Die Assoziierung Liechtensteins erfolgt in Form von Protokollen zu den schweizerischen Assoziierungsabkommen. Die liechtensteinische Stellung unterscheidet sich dadurch aber nicht von derjenigen der anderen assoziierten Staaten Norwegen, Island und Schweiz. Die Protokolle sehen eine institutionelle und inhaltliche Gleichstellung Liechtensteins mit diesen Staaten vor.
Liechtenstein kann sich bei der Weiterentwicklung des Schengen- und Dublin-Besitzstandes im Rahmen von Mitwirkungs-, aber nicht Mitentscheidungsrechten beteiligen. Für die Übernahme von neuen Schengen-/Dublin-relevanten Rechtsakten und Massnahmen wurde Liechtenstein eine maximale Frist von 18 Monaten zugestanden.

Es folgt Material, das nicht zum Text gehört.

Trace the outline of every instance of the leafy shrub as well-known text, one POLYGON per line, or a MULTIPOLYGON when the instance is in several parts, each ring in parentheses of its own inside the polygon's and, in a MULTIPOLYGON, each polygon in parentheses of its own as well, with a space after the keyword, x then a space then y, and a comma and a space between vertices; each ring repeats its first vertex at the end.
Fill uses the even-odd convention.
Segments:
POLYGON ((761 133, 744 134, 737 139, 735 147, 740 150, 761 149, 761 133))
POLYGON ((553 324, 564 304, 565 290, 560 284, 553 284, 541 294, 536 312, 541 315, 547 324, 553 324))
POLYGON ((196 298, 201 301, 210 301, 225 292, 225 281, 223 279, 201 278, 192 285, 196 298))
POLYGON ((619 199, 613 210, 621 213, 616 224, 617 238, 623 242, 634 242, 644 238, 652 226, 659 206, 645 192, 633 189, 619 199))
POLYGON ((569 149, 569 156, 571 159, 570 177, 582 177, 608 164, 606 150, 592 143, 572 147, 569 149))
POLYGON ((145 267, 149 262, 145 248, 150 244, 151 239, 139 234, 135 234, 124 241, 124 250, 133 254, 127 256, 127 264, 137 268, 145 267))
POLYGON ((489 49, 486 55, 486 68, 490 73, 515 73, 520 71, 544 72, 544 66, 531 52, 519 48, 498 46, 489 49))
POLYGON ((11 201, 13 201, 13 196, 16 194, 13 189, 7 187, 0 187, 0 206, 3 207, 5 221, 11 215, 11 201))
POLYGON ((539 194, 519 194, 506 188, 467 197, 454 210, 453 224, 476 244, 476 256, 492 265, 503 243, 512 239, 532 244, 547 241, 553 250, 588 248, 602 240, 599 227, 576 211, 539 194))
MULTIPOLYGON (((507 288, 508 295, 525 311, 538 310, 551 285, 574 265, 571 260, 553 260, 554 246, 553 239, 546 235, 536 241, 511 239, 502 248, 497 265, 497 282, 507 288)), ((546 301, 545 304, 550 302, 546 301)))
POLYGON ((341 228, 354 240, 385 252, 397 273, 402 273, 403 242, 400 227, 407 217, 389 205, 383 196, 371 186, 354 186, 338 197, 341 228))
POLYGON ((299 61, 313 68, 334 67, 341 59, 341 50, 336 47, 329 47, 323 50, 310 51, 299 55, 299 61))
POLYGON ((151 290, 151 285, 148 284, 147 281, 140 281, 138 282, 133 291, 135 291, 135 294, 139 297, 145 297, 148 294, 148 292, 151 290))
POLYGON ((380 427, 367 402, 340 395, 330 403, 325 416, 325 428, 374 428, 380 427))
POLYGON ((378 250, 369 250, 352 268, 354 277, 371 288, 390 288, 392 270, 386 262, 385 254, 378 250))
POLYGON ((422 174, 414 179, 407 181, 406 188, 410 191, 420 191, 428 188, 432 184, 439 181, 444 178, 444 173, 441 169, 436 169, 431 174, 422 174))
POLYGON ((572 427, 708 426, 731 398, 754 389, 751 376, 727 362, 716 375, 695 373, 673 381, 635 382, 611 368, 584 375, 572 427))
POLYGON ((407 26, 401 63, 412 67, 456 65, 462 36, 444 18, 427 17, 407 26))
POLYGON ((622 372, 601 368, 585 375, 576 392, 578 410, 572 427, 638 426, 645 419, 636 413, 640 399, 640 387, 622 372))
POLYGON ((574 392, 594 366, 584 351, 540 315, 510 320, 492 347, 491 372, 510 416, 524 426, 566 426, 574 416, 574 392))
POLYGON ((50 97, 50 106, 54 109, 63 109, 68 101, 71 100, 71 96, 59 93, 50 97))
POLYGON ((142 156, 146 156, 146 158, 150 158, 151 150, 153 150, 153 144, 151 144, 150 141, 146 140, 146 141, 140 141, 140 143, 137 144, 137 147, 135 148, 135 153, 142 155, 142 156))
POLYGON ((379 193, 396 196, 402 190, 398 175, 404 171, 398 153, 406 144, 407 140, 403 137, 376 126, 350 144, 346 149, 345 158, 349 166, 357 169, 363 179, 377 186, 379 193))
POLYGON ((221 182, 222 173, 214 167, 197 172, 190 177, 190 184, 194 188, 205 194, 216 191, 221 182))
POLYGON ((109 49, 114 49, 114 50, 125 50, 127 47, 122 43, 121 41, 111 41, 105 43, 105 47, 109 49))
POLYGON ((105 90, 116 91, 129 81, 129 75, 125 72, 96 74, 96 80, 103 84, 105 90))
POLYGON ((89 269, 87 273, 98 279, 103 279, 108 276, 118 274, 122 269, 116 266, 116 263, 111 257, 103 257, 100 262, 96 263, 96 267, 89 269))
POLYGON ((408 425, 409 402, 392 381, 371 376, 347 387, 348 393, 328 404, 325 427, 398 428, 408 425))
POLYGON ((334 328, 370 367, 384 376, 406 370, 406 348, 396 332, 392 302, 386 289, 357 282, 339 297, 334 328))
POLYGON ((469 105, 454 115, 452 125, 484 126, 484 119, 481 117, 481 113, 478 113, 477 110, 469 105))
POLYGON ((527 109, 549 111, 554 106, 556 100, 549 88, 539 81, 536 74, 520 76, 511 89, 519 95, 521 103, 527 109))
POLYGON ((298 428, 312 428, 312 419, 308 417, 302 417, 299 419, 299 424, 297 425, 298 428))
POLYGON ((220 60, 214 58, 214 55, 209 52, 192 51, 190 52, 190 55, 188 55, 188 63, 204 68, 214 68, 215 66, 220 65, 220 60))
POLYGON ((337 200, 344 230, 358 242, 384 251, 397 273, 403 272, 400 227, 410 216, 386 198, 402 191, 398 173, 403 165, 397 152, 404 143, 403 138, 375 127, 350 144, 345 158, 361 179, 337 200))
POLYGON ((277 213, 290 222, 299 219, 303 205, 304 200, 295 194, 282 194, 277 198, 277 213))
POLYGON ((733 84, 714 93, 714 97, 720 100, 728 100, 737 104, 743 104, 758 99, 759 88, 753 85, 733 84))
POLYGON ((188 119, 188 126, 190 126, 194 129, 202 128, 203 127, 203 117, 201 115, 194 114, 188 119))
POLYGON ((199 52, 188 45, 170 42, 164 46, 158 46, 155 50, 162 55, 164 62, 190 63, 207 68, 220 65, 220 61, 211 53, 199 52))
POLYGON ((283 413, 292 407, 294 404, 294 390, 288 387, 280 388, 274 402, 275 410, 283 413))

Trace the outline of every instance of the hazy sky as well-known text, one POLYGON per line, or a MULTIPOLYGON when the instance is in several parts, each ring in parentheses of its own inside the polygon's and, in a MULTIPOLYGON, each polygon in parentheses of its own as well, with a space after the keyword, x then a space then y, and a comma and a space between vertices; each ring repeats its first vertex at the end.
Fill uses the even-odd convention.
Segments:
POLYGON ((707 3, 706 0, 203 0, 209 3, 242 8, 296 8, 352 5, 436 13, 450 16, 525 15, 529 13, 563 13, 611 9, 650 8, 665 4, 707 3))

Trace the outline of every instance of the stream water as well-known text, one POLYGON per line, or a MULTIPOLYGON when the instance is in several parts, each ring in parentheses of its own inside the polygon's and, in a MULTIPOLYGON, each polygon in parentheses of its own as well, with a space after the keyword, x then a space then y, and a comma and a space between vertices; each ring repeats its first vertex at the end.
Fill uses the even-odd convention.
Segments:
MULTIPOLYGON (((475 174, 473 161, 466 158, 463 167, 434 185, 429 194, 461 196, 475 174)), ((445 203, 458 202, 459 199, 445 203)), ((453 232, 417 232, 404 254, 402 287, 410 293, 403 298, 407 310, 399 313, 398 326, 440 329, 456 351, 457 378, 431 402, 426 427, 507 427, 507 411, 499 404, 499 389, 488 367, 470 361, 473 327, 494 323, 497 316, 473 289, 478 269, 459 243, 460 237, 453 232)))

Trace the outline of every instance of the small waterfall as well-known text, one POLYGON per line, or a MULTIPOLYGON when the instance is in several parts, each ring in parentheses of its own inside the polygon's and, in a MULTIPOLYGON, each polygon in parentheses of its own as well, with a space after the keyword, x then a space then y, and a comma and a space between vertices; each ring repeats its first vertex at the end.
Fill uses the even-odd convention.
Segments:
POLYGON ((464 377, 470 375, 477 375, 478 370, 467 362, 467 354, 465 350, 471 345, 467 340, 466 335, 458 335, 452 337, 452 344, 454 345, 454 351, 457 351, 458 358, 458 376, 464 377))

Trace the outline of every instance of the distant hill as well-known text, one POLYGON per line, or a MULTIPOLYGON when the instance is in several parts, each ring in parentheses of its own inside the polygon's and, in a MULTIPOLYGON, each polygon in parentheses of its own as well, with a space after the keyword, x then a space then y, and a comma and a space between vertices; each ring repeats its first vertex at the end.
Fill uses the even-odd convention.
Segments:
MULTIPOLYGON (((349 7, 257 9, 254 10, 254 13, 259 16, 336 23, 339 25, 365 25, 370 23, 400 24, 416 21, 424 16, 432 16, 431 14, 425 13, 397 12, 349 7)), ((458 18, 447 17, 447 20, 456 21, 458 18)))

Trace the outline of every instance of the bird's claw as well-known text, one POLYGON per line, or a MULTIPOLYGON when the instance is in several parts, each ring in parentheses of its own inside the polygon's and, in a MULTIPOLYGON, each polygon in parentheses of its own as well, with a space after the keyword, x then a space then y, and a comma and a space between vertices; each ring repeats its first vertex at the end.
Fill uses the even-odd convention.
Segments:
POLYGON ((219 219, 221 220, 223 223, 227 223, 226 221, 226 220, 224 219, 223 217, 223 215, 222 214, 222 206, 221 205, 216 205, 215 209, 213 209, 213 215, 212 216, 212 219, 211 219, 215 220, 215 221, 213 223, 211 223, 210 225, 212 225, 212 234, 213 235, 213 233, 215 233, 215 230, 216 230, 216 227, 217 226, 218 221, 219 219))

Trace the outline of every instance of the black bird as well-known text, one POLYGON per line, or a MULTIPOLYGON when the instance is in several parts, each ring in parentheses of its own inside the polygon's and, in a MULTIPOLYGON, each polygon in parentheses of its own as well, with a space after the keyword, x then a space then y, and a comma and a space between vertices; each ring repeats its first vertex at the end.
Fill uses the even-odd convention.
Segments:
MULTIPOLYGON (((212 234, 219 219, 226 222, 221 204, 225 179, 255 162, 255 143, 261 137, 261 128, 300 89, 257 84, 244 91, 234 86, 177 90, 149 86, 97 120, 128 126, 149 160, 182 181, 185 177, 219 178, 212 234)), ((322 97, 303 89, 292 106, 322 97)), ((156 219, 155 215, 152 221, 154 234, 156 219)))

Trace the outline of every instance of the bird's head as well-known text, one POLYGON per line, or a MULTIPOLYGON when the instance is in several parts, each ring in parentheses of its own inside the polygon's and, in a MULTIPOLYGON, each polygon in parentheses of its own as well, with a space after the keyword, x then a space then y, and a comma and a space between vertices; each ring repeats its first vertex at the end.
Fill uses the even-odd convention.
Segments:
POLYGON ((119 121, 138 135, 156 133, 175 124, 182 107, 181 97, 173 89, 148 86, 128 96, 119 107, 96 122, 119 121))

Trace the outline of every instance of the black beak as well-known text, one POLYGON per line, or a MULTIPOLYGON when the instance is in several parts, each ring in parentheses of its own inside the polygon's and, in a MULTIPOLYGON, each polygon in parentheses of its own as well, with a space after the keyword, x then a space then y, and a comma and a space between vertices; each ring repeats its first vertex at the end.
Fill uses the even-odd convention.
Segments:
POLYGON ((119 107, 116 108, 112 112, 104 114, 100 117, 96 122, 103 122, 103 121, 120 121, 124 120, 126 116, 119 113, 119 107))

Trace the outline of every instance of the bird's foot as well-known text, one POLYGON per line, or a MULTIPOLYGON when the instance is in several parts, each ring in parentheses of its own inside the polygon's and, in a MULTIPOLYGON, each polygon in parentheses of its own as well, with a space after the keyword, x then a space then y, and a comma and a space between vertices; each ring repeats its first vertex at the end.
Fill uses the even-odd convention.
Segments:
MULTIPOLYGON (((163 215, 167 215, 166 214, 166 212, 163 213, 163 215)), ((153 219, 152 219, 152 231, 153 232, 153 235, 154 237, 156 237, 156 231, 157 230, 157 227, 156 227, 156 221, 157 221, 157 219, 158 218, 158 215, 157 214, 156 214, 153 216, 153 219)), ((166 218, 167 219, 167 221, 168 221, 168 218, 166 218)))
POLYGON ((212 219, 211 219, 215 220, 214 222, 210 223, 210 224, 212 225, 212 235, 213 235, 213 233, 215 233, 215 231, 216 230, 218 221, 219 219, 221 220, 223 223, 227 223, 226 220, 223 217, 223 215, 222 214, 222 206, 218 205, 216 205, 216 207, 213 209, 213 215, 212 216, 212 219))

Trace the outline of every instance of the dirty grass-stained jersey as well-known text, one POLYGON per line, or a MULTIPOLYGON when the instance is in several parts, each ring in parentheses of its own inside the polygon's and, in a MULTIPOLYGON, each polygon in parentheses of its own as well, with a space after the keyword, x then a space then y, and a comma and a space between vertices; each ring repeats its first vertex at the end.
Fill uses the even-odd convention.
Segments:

Im Bereich der Rechtshilfe wird die Schengen-Assoziierung für Liechtenstein verschiedene Auswirkungen haben, insbesondere hinsichtlich der Rechtshilfe im Fiskalbereich. In Steuerbetrugsfällen - sowohl bei indirekten als auch bei direkten Steuern - wird Liechtenstein künftig auf der Basis des Schengen-Besitzstands Rechtshilfe leisten. Falls neues Schengen-Recht das Gewähren von Rechtshilfe bei Steuerhinterziehung im Fall von direkten Steuern verlangen würde, müsste Liechtenstein dieses aufgrund einer besonderen Bestimmung im Assoziierungsprotokoll nicht übernehmen. Damit konnte das liechtensteinische Bankkundengeheimnis im Rahmen von "Schengen" abgesichert werden. Eine Nicht-Übernahme von Weiterentwicklungen in anderen Bereichen würde demgegenüber zur Beendigung der Assoziierung führen.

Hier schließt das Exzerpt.